Demos aren’t easy to describe. If you’re not familiar with them, think of them as graffiti art for computer geeks. They’re like music videos, with abstract, real time computer graphics…but more. At their best, demos are a striking, uncomfortable, hauntingly beautiful art form unlike any other.
The best way to experience demos is at a demo party, a huge, multi-day competition where authors exhibit their work and sometimes create whole new demos from scratch in just a day or two. Unfortunately, demos are mostly a European thing; there are almost no parties here in the US.
When I discovered demos in the mid ’90s, YouTube and internet video were still years away, so I downloaded them from sites like pouet.net and scene.org and ran them on my own computer. My video card creaked and sputtered them out at frame rates that made me cringe, but they were still magic. Classics like Second Reality and Stash made the hair on the back of my neck stand on end. I’m still amazed at what they squeezed out of computers that barely ran WordPerfect, and that inspiration is a big reason I ended up in my current career.
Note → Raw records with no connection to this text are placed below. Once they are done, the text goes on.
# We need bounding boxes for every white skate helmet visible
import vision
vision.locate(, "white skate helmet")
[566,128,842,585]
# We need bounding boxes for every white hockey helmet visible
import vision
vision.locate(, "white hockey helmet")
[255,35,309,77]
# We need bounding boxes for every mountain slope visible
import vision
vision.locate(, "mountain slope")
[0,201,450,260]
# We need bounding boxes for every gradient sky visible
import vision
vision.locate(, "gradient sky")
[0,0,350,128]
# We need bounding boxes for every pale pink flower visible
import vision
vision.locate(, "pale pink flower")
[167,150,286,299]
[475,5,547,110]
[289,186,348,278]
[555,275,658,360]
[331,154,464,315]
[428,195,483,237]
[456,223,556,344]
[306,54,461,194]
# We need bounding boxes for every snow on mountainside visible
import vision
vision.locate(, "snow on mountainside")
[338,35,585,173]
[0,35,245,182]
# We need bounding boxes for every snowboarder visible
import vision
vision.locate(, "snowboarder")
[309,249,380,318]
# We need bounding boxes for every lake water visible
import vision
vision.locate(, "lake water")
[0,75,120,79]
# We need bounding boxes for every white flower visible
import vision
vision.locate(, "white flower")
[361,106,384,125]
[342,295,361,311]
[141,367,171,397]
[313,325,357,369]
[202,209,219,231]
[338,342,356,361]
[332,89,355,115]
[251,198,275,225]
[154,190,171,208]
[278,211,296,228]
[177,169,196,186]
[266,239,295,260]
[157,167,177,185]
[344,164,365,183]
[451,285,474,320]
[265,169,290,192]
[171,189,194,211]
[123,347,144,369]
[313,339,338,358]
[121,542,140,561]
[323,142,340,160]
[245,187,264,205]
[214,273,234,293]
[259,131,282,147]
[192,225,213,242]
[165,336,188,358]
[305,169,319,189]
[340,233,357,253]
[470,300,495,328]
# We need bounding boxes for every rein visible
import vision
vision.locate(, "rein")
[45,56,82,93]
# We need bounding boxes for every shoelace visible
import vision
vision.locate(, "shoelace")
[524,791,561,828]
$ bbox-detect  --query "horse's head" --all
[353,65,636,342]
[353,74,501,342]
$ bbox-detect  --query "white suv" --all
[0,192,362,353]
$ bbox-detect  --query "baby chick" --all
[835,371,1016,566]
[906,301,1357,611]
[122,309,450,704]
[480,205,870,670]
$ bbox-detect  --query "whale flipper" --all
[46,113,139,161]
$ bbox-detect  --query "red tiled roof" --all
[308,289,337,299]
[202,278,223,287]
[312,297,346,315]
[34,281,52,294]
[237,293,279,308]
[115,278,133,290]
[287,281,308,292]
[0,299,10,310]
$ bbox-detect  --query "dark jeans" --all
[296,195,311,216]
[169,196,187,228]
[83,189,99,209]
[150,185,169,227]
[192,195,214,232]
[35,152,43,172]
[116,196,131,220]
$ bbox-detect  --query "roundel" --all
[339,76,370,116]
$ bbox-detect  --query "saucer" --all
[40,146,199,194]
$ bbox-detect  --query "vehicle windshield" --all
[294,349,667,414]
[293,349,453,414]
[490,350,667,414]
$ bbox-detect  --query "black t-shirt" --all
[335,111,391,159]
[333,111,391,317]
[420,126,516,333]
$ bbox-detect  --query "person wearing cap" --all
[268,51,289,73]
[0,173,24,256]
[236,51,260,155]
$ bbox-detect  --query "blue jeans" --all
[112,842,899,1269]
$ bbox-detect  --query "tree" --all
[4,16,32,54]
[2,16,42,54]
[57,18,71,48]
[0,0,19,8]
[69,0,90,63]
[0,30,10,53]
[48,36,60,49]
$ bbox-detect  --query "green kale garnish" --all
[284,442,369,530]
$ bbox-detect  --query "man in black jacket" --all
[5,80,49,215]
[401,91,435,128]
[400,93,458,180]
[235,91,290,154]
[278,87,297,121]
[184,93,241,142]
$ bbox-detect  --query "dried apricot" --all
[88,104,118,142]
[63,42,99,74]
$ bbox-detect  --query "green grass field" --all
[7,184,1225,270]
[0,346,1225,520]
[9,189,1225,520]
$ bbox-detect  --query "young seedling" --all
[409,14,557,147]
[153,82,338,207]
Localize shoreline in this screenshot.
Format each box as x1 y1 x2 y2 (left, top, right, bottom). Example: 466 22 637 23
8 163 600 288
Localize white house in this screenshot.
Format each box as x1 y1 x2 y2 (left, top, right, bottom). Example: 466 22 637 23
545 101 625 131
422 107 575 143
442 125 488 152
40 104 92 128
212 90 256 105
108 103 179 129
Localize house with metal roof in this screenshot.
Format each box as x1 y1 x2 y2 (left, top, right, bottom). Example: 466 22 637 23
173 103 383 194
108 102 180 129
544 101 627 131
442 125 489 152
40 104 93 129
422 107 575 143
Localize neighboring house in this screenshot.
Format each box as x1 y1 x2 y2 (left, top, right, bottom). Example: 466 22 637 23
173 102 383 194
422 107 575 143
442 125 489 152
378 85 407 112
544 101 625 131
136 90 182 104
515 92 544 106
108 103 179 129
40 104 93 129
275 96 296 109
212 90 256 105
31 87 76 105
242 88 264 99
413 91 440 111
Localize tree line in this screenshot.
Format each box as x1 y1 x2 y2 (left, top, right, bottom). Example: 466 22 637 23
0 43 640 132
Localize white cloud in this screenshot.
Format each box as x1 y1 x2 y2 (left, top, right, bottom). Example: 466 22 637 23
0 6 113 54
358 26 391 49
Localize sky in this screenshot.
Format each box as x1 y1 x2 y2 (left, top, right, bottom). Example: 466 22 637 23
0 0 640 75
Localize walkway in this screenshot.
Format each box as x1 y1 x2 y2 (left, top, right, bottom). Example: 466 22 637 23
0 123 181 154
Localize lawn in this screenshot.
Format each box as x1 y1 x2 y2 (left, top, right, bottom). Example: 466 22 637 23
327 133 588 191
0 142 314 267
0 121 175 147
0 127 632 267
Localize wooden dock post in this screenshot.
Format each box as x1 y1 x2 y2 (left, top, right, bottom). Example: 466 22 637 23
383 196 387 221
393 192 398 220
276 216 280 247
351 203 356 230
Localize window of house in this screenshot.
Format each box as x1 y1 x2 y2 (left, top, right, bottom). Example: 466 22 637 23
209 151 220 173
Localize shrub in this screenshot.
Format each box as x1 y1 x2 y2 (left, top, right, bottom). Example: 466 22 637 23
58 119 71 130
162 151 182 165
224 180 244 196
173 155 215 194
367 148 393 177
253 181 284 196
Now, of course, I can watch any demo I want on YouTube. Still, I don’t follow the scene closely, so I appreciate the archiving, curating, and love Dan Wright puts into his DVD compilations. Dozens of landmark demos from the biggest demo parties over seven years, well organized and polished. It’s especially fun to watch techniques and styles evolve over time: non-photorealistic rendering gives way to programmable shaders, material and liquid rendering gets more sophisticated and abstract, and post-processing effects like film grain and distortion explode in popularity.
I haven’t finished the latest DVD yet, but I already have some favorites. Passing was lonely, unsettling, and I couldn’t tear my eyes away. Only One Wish, a collaboration between scene legends Fairlight and The Black Lotus, is a riot of kindergarden finger painting and inside jokes in garish colors, painted with a palette of unusual 2D techniques. Bombman‘s oily vision of organic surfaces and industrial settings through a gritty filter made me think of the recent Fukushima meltdown. And of course, no demo compilation would be complete without mind-blowing visuals from Farbrausch.
I can’t wait to go to a demo party in person someday. In the meantime, I’ll have to be satisfied with the Mindcandy DVDs, YouTube, and my sense of childlike wonder. OK, at least the first two!